Анекдот как жанр русской словесности - страница 3



Исключительная мобильность анекдота и обостренное отношение к своему окружению, может быть, и привели к тому, что он выжил, и что нет у него больше соперников.

Сказка выпала из речи. Собственно, город редуцировал сказку, обтесал, вырвал из нее один короткий ударный эпизод, придал ему сжатый, энергичный ритм, сделал текст динамичным, нарастающе (по мере приближения к финалу) динамичным, приучил ориентироваться, чувствовать нерв и смысл разговора. И сказка постепенно отпала, а анекдот остался, как более соответствующий темпу городской жизни. Вероятно, тут сыграло свою роль еще и то, что анекдот помогает разговору быть не только интересным и ярким, но еще и точным.

Выпала из речи и басня, еще одна былая соседка анекдота, получила самостоятельное значение, став фиксироваться в составе особых сборников, и пропала, решила быть сама по себе и перестала чувствовать контекст. Анекдот же, включаясь в письменные литературные тексты, прежде всего продолжал оставаться устным. Он свято берег свою жанровую честь и в итоге остался центральным устным речевым жанром.

Анекдот спасло следующее: он не утерял чувства того, где находится и с кем имеет дело. А вот басня забыла, для чего она предназначалась при рождении, что выросла-то она из примера, забыла, что интересна она именно тогда, когда применяется к определенным обстоятельствам. Одним из последних это, видимо, чувствовал И. А. Крылов. Он любил разговаривать апологами.11 Тогда это выглядело уже довольно архаичным и необычным, даже странным. Но Крылов был при этом убийственно убедителен.

В разговоре обсуждается какая-то проблема. Желают, чтобы Крылов изъявил свое мнение, а он отвечает рассказом. Все смущены, ибо рассказ этот как будто никак не связан с разговором. Но на самом деле совершался уход в сторону, чтобы потом неожиданно ударить и убить наповал (это очень важный момент; анекдот тоже всегда появляется именно к месту, но одновременно неожиданно, как бы из засады):

Пошли толки о цензорах. Жуковский, с свойственным ему детским поэтическим простодушием, сказал: «Странно, как это затрудняются цензоры! Устав им дан; ну, что подходит под какое-нибудь правило – не пропускай; тут в том только и труд: прикладывать правила и смотреть». – «Какой ты чудак! – сказал ему Крылов. – Ну, слушай.
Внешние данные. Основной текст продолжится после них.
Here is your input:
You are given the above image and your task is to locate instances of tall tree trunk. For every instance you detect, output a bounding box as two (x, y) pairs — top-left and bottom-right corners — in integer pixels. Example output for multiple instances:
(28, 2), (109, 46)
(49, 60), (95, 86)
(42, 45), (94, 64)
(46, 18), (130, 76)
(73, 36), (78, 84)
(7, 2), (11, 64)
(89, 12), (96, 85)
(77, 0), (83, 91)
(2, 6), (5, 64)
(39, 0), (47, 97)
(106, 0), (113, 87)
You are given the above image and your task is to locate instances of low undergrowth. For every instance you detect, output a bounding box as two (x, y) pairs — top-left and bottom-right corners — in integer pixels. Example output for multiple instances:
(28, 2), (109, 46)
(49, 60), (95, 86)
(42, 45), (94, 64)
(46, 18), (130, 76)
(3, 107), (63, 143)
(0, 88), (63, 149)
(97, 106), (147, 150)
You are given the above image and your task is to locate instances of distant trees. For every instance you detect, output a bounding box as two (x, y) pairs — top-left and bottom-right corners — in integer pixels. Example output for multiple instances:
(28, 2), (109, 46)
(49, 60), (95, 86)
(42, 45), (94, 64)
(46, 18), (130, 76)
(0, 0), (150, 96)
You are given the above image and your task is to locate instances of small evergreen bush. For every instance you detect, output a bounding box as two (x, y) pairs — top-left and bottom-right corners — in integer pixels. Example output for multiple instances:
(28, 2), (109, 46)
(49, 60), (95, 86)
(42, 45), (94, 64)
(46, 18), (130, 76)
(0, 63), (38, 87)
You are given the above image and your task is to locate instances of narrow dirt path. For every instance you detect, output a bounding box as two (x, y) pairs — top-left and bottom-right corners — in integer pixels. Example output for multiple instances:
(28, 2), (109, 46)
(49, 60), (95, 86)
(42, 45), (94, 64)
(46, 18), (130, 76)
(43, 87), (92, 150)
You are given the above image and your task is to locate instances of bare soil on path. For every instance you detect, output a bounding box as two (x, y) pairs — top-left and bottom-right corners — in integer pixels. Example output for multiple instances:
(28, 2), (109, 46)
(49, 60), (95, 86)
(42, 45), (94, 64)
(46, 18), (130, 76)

Положим поставили меня сторожем к этой зале, и не велели пропускать в двери плешивых. Идешь ты (Жуковский плешив и зачесывает волосы с висков), я пропустил тебя. Меня отколотили палками – зачем пропустил плешивого. Я отвечаю: «Да ведь Жуковский не плешив: у него здесь (показывая на виски) есть волосы». Мне отвечают: «Здесь есть, да здесь-то (показывая на маковку) нет». Ну, хорошо, думаю себе, теперь-то уже я буду знать. Опять идешь ты; я не пропустил. Меня опять отколотили палками. «За что?» – «А как ты смел не пропустить Жуковского». – «Да ведь он плешив: у него здесь (показывая на темя) нет волос». – «Здесь-то нет, да здесь-то (показывая на виски) есть». Черт возьми, думаю себе: не велели пропускать плешивых, а не сказали, на котором волоске остановиться». Жуковский так был поражен этой простой истиной, что не знал, что отвечать и замолчал.12

Предпочтения Крылова изъясняться апологами, стоит сопоставить с достаточно известным обстоятельством. Вспомним, что современники видели во многих крыловских баснях отражение тех или иных политических событий (1812 г.), реальные черты или поступки вельмож, государственных мужей, императоров (например, А. А. Аракчеев и Александр I) и т. д. Крылов на словах как мог открещивался, но при этом он сам и создавал почву для молвы; для него ситуативная прикрепленность басен была крайне важна – он отлично сознавал, что именно тогда они и обретают подлинную остроту и пикантность. Существенно и то, что читал Крылов свои басни с учетом контекстуального фона, проецируя их в общую структуру разговора. Это была совершеннейшая архаика, ведь контакт с реально-бытовым контекстом был утерян басней задолго до XIX столетия.